I wonder if he has ever “voiced legitimate concerns” himself. I have—and I know others who have—and I find that it is very much “frowned upon”, especially if done more than once.  As for carrying “no congregational sanctions”…when the arrangement for appointing elders and ministerial servants was changed recently, giving all the power to the circuit overseer to appoint and delete, I learned from one of their number that the reason the local elders have to submit their recommendations in writing weeks before the C.O. visit is to give the Branch office time to check their files to see if the brother in question has a history of writing in his—as this writer puts it—“legitimate concerns”.  If they see a file indicating a questioning attitude, the brother will not be appointed.

This paragraph ends with an ironic question. Ironic, because the cited scripture contains the answer.  “Who would you go away to?”  Why, Jesus Christ, of course, just as John 6:68 states. With him as our leader, we need no other, unless we want to repeat the sin of Adam or the Israelites who longed for a king, and have men rule over us. (1 Sam 8:19)

The Human Condition

Under this subtitle, the writer reasons: “…history has shown just how corrupt and unloving religious leaders have been, and can be. The governing body has had its share of errors as well. However, it would be a mistake to lump the governing body in with those bad leaders. Why? Here are a few reasons:”

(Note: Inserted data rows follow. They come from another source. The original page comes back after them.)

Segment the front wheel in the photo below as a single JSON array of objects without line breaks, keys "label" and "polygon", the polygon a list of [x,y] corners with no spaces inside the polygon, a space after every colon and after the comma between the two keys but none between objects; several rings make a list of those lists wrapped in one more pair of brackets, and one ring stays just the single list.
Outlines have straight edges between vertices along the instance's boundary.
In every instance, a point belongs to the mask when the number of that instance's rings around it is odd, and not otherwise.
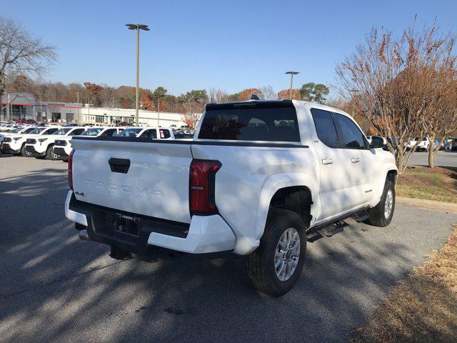
[{"label": "front wheel", "polygon": [[379,204],[368,209],[366,224],[384,227],[391,224],[395,210],[395,187],[391,180],[386,180]]},{"label": "front wheel", "polygon": [[301,218],[292,211],[270,210],[260,245],[248,258],[254,287],[273,297],[285,294],[300,277],[306,252],[306,228]]}]

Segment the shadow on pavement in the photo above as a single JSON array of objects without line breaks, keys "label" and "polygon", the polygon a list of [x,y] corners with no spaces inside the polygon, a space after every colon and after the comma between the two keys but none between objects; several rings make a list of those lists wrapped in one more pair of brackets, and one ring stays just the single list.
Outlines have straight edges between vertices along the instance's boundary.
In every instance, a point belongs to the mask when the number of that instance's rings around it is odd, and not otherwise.
[{"label": "shadow on pavement", "polygon": [[65,166],[0,179],[3,342],[344,342],[415,264],[413,244],[353,221],[308,243],[281,298],[252,288],[241,257],[118,262],[64,218]]}]

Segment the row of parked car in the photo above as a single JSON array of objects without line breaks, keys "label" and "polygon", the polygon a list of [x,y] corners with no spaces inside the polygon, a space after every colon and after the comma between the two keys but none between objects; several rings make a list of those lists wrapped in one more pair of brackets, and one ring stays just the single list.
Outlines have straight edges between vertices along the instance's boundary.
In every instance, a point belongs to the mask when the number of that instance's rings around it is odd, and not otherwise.
[{"label": "row of parked car", "polygon": [[[370,144],[373,142],[378,143],[378,141],[382,141],[383,145],[387,145],[387,140],[384,137],[381,136],[366,136]],[[439,146],[440,150],[451,149],[453,151],[457,151],[457,138],[456,139],[435,139],[433,144],[433,149],[435,149]],[[416,151],[426,151],[428,152],[431,148],[431,141],[428,138],[424,137],[413,137],[408,143],[407,149],[411,150],[416,146]]]},{"label": "row of parked car", "polygon": [[174,132],[163,127],[47,126],[24,126],[0,136],[2,154],[38,159],[68,160],[72,150],[71,138],[99,136],[140,137],[146,139],[190,139],[191,134]]}]

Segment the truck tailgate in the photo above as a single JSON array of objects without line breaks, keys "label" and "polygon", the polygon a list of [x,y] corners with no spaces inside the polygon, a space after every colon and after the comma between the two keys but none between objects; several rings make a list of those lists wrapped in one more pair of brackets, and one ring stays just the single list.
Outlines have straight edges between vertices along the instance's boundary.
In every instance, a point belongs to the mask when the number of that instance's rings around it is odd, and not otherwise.
[{"label": "truck tailgate", "polygon": [[190,142],[73,139],[77,200],[189,223]]}]

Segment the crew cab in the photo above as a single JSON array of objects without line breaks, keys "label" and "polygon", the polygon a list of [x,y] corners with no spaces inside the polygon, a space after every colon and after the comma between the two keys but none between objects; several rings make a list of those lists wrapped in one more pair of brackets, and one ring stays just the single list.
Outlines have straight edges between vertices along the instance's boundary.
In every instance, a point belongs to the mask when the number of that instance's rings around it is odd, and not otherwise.
[{"label": "crew cab", "polygon": [[[86,130],[81,134],[81,136],[90,138],[116,136],[124,131],[124,129],[111,126],[97,126],[86,129]],[[57,156],[56,159],[61,159],[62,161],[68,160],[69,155],[70,152],[71,152],[71,150],[73,150],[73,147],[71,146],[72,138],[73,136],[64,136],[55,140],[52,151]]]},{"label": "crew cab", "polygon": [[29,127],[21,134],[6,136],[1,144],[1,152],[14,155],[31,156],[31,154],[26,151],[28,139],[39,139],[48,136],[56,131],[60,126]]},{"label": "crew cab", "polygon": [[72,144],[65,213],[81,239],[111,246],[115,259],[245,255],[253,284],[272,296],[297,282],[307,238],[349,217],[386,227],[393,215],[393,156],[323,105],[209,104],[192,140]]},{"label": "crew cab", "polygon": [[59,156],[52,151],[56,139],[64,136],[80,135],[86,129],[86,127],[81,126],[66,126],[59,129],[51,135],[29,138],[26,142],[25,151],[37,159],[57,159]]}]

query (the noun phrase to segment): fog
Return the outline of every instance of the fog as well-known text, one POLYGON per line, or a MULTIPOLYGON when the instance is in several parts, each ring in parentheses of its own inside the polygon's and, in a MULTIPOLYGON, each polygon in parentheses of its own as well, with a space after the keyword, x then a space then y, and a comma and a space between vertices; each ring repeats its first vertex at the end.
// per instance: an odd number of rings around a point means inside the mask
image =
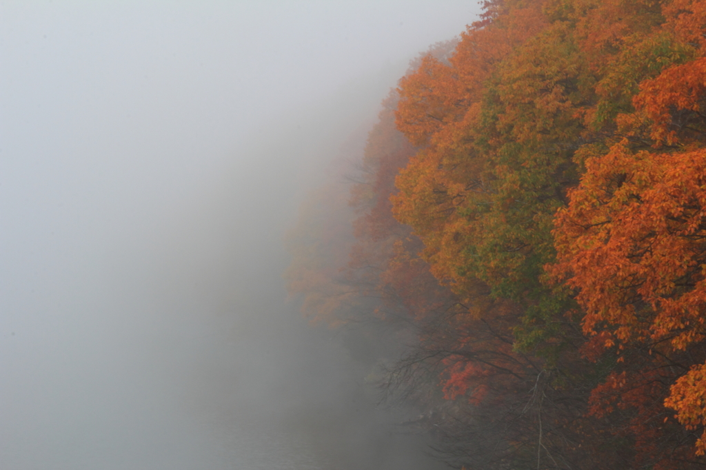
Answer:
POLYGON ((433 469, 284 233, 467 1, 0 2, 0 468, 433 469))

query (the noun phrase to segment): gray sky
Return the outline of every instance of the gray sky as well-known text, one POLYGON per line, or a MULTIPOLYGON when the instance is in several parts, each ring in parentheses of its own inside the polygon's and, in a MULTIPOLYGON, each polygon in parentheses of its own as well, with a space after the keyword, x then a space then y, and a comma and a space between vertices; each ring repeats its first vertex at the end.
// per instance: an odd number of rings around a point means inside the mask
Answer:
POLYGON ((0 1, 0 467, 233 468, 186 430, 294 360, 251 347, 298 198, 477 11, 0 1))

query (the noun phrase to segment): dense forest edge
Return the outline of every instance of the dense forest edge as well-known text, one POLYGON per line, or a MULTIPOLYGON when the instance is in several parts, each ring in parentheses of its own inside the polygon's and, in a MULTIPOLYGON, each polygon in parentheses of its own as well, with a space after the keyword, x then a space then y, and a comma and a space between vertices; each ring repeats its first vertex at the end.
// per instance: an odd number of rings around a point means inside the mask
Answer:
POLYGON ((485 1, 302 206, 289 290, 452 467, 706 467, 705 110, 703 0, 485 1))

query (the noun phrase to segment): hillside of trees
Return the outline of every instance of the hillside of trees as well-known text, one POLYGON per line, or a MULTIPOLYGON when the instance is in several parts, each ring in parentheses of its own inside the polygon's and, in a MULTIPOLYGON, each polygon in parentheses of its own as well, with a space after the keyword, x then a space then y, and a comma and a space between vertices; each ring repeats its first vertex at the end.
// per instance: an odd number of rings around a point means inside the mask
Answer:
POLYGON ((486 1, 302 210, 290 291, 453 467, 702 469, 705 133, 706 1, 486 1))

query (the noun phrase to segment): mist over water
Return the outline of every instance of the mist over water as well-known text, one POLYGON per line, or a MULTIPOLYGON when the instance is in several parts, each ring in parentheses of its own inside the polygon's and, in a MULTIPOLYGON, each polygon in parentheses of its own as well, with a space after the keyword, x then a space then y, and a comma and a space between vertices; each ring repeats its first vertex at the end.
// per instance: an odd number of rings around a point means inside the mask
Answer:
POLYGON ((436 468, 283 240, 465 4, 0 5, 0 468, 436 468))

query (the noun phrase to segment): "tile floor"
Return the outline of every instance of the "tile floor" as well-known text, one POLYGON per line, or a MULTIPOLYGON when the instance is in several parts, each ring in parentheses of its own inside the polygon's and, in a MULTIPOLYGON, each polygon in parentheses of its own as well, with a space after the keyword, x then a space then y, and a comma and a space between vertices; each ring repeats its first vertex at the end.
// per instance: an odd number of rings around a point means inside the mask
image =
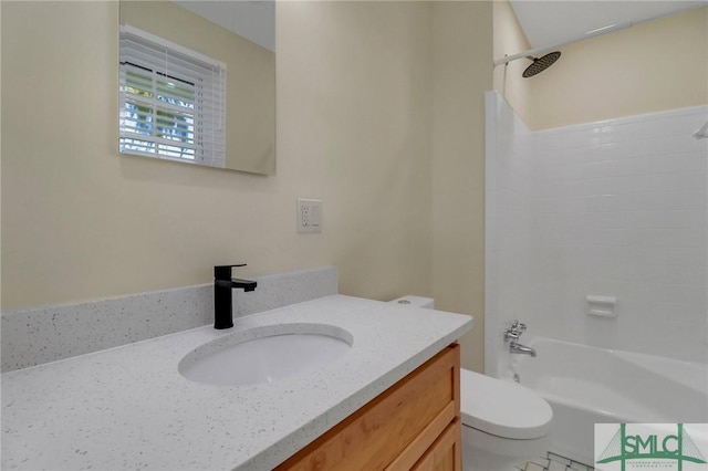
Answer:
POLYGON ((595 471, 593 467, 579 463, 550 451, 545 457, 529 461, 525 464, 519 464, 517 469, 521 471, 595 471))

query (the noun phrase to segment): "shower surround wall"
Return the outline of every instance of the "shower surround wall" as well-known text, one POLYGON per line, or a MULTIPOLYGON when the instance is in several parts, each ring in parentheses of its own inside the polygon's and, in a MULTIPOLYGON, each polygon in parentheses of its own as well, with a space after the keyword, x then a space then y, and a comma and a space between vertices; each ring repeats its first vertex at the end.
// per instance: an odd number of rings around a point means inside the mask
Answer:
POLYGON ((512 318, 528 338, 706 363, 708 139, 691 133, 708 106, 529 132, 490 92, 487 114, 488 373, 512 318))

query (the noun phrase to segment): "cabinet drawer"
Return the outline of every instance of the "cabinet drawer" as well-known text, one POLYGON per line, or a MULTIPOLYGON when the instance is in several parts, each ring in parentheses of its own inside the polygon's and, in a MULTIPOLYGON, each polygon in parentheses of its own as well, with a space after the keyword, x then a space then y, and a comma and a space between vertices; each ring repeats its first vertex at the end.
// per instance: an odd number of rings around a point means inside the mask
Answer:
POLYGON ((459 345, 445 348, 278 470, 409 470, 459 416, 459 345))
POLYGON ((447 426, 442 435, 425 452, 412 471, 461 471, 462 450, 460 419, 447 426))

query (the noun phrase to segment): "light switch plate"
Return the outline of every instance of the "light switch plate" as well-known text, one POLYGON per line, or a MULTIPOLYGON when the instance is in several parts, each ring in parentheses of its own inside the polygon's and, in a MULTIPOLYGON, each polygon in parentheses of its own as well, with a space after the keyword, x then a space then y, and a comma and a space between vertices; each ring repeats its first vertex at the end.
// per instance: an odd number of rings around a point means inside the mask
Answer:
POLYGON ((298 200, 298 232, 322 232, 322 200, 298 200))

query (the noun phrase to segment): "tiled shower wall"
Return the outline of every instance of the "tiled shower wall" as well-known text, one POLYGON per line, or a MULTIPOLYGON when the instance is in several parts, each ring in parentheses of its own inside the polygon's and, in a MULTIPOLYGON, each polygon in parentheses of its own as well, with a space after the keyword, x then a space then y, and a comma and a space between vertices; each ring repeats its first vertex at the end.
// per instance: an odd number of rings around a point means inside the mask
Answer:
POLYGON ((705 363, 708 139, 691 133, 708 106, 531 133, 496 100, 500 322, 705 363), (616 317, 587 315, 587 295, 616 297, 616 317))

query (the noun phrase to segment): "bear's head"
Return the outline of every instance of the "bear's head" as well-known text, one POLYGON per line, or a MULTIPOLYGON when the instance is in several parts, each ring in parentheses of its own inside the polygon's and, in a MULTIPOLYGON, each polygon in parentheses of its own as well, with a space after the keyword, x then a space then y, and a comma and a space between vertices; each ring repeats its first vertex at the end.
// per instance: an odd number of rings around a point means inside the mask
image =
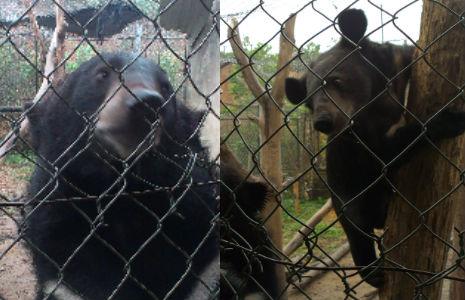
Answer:
POLYGON ((27 106, 26 116, 32 146, 49 161, 89 145, 131 159, 162 139, 185 143, 201 119, 200 113, 185 113, 158 65, 131 53, 95 56, 48 93, 27 106))
POLYGON ((341 40, 310 62, 301 78, 286 79, 287 98, 309 107, 315 129, 328 135, 371 126, 366 122, 373 110, 383 111, 378 123, 388 128, 402 112, 413 49, 368 40, 361 10, 345 10, 337 21, 341 40))

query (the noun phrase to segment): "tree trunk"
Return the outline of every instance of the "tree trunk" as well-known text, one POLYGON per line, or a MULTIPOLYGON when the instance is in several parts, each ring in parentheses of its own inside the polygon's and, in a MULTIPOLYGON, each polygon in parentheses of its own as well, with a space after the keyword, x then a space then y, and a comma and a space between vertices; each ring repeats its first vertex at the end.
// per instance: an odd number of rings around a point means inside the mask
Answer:
MULTIPOLYGON (((456 207, 456 212, 455 212, 455 228, 459 232, 452 232, 453 235, 453 241, 454 241, 454 248, 457 250, 460 250, 461 247, 463 247, 463 242, 464 242, 464 233, 465 233, 465 201, 464 199, 460 199, 462 201, 459 201, 457 203, 456 207), (460 245, 462 243, 462 245, 460 245)), ((451 250, 450 250, 451 251, 451 250)), ((463 253, 460 253, 459 255, 463 255, 463 253)), ((457 259, 459 259, 458 255, 456 252, 452 253, 452 259, 451 262, 456 262, 457 259)), ((460 263, 461 267, 457 269, 454 273, 452 273, 452 276, 459 277, 459 278, 465 278, 465 263, 462 261, 460 263)), ((449 299, 465 299, 465 282, 462 281, 452 281, 450 285, 450 295, 449 299)))
MULTIPOLYGON (((451 99, 460 99, 465 80, 465 30, 459 24, 462 0, 426 1, 422 28, 414 57, 408 109, 424 117, 437 112, 451 99), (447 7, 447 8, 445 8, 447 7), (443 36, 441 36, 443 35, 443 36), (442 76, 447 78, 444 79, 442 76)), ((456 100, 454 103, 461 102, 456 100)), ((463 105, 461 105, 462 108, 463 105)), ((437 143, 453 163, 464 161, 463 136, 437 143)), ((460 170, 433 149, 420 151, 400 170, 397 188, 403 197, 391 203, 385 235, 388 267, 438 273, 445 269, 455 207, 463 201, 460 170), (408 200, 410 203, 408 203, 408 200), (442 241, 443 240, 443 241, 442 241)), ((441 277, 407 271, 387 271, 380 299, 440 299, 441 277)))

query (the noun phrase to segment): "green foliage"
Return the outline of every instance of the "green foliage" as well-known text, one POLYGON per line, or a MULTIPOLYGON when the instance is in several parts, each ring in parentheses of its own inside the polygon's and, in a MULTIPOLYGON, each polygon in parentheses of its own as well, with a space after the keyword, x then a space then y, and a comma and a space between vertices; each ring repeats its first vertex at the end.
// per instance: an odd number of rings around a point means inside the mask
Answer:
POLYGON ((5 159, 5 165, 10 167, 14 176, 18 180, 29 180, 34 169, 34 154, 32 151, 9 154, 5 159))
POLYGON ((163 51, 159 54, 160 67, 168 74, 168 78, 174 88, 181 84, 182 63, 170 51, 163 51))
MULTIPOLYGON (((252 45, 248 37, 243 38, 243 47, 247 56, 252 60, 253 70, 258 74, 261 83, 271 89, 276 73, 278 63, 278 54, 273 52, 272 46, 269 44, 252 45)), ((302 60, 309 62, 319 54, 320 46, 314 43, 307 43, 302 49, 302 60)), ((223 61, 234 61, 234 54, 231 52, 221 52, 221 59, 223 61)), ((295 59, 292 63, 292 70, 294 72, 304 72, 300 59, 295 59)), ((223 138, 235 131, 231 137, 228 138, 228 146, 236 154, 239 160, 251 169, 254 163, 251 159, 252 153, 259 147, 259 128, 251 121, 241 120, 233 121, 230 119, 248 118, 249 116, 258 116, 259 106, 255 102, 254 96, 251 94, 247 84, 245 83, 238 65, 234 66, 234 70, 229 76, 233 75, 228 81, 230 82, 229 93, 234 97, 234 105, 229 105, 227 108, 222 107, 221 115, 223 118, 221 133, 223 138), (242 137, 242 138, 241 138, 242 137), (246 146, 246 145, 248 146, 246 146), (249 148, 251 150, 249 150, 249 148)), ((308 113, 308 109, 304 106, 296 107, 284 101, 284 112, 289 113, 289 128, 297 136, 302 136, 304 133, 304 119, 303 116, 308 113)), ((285 174, 295 176, 300 171, 300 155, 304 155, 302 147, 295 141, 295 137, 285 128, 282 134, 282 162, 283 171, 285 174)), ((259 159, 257 155, 257 161, 259 159)))
MULTIPOLYGON (((302 227, 301 223, 305 223, 310 219, 325 203, 327 199, 318 198, 315 200, 301 200, 299 213, 295 211, 295 197, 291 191, 285 192, 283 196, 283 239, 284 244, 287 244, 296 232, 302 227), (300 222, 295 220, 297 218, 300 222)), ((320 222, 309 238, 311 244, 318 240, 318 245, 325 251, 333 251, 344 241, 344 230, 339 223, 332 224, 336 220, 335 216, 327 217, 320 222)), ((307 252, 305 245, 302 245, 296 254, 304 254, 307 252)), ((314 251, 318 255, 319 251, 314 251)))
MULTIPOLYGON (((29 59, 34 57, 33 47, 24 47, 20 51, 29 59)), ((10 43, 0 47, 0 105, 21 105, 21 100, 32 98, 35 76, 34 68, 10 43)))

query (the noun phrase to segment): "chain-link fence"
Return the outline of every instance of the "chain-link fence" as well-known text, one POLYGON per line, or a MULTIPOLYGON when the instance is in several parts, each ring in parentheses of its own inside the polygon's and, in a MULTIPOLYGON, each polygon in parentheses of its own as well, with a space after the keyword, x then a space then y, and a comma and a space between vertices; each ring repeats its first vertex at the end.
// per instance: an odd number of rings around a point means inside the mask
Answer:
POLYGON ((222 1, 222 299, 465 296, 464 12, 222 1))
POLYGON ((216 299, 219 1, 0 8, 0 299, 216 299))

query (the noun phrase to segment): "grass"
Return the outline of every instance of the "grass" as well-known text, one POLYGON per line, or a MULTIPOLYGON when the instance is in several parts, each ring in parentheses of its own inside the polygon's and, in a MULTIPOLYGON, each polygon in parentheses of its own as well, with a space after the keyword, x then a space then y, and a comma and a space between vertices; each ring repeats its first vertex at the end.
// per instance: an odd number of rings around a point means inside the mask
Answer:
POLYGON ((14 152, 5 159, 0 167, 0 195, 3 199, 15 199, 20 196, 29 181, 34 168, 33 154, 14 152))
MULTIPOLYGON (((292 195, 284 194, 283 206, 286 211, 283 211, 283 238, 286 245, 292 237, 302 227, 301 223, 305 223, 310 219, 327 201, 324 198, 315 200, 300 201, 299 213, 295 211, 295 199, 292 195), (300 222, 296 221, 298 219, 300 222)), ((331 211, 315 228, 315 232, 310 234, 312 242, 316 242, 320 248, 326 252, 336 250, 345 239, 344 231, 339 223, 333 224, 336 220, 334 211, 331 211)), ((301 246, 294 255, 303 255, 307 252, 305 245, 301 246)), ((314 254, 321 254, 317 248, 314 249, 314 254)))
POLYGON ((34 168, 34 155, 29 152, 12 153, 5 159, 5 165, 11 168, 9 176, 13 175, 18 180, 29 180, 34 168))

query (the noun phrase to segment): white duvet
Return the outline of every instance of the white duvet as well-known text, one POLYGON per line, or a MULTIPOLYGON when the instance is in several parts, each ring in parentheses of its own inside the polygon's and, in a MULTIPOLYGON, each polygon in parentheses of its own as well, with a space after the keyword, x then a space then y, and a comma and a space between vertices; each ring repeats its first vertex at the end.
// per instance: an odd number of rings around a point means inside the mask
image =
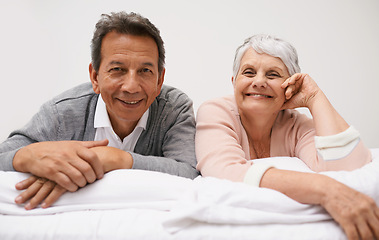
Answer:
MULTIPOLYGON (((379 205, 379 148, 352 172, 325 172, 379 205)), ((296 158, 268 158, 278 168, 309 171, 296 158)), ((53 207, 24 210, 14 185, 28 177, 0 172, 0 239, 346 239, 321 207, 215 178, 117 170, 53 207)))

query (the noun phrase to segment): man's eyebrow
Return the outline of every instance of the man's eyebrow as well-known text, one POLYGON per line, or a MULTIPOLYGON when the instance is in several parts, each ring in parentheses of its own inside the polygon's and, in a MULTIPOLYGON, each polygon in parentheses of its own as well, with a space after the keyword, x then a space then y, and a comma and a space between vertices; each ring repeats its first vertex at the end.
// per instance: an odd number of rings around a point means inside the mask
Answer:
POLYGON ((124 65, 122 62, 119 61, 111 61, 109 65, 124 65))
POLYGON ((142 65, 154 67, 154 63, 152 63, 152 62, 144 62, 144 63, 142 63, 142 65))

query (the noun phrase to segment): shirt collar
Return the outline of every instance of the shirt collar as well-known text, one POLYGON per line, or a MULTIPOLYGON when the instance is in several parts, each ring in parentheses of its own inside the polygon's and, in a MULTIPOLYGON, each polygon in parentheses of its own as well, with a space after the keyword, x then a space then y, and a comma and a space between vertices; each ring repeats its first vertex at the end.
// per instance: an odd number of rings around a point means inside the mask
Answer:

He or she then provides the answer in point form.

  • They have no political affiliation(s) collectively or individually.

Not true. They joined the United Nations as a Non-Governmental Organization (NGO) in 1992 and would likely still be members if they hadn’t been exposed in 2001 in a newspaper article.

  • They are open about adjustments, and give reasons for them.

They rarely take responsibility for adjustments.  Phrases like “some thought” or “it was once thought”, or “the publications taught” are the norm.  Worse, they virtually never apologize for false teachings, even when such have caused great harm and even loss of life.

To call the flip-flopping that they’ve often engaged in “an adjustment” is to really abuse the meaning of the word.

Perhaps the most egregious statement his writer makes is that “they do not want blind obedience”.  He or she even italicizes it!  Just try rejecting one of their “adjustments” and see where it leads.

  • They obey God as Ruler rather than men.

If that were true, there would be no burgeoning child sexual abuse scandal in country after country as we are starting to witness in the media.  God requires us to obey the superior authorities which means that we do not hide criminals nor cover up crimes.  Yet in not one of the 1,006 documented cases of pedophilia in Australia did the Governing Body and its representatives report the crime.

The article ends with this summary:

“Clearly, we have reasons to trust and obey the direction given through the governing body. There is no Biblical basis for failing to obey their direction. Why not acceed (sic) to their authority and reap the benefits of being associated with such humble, god-fearing men?”

Actually, the opposite is the case: There is also no biblical basis for obeying their direction, because there is no biblical basis for their authority.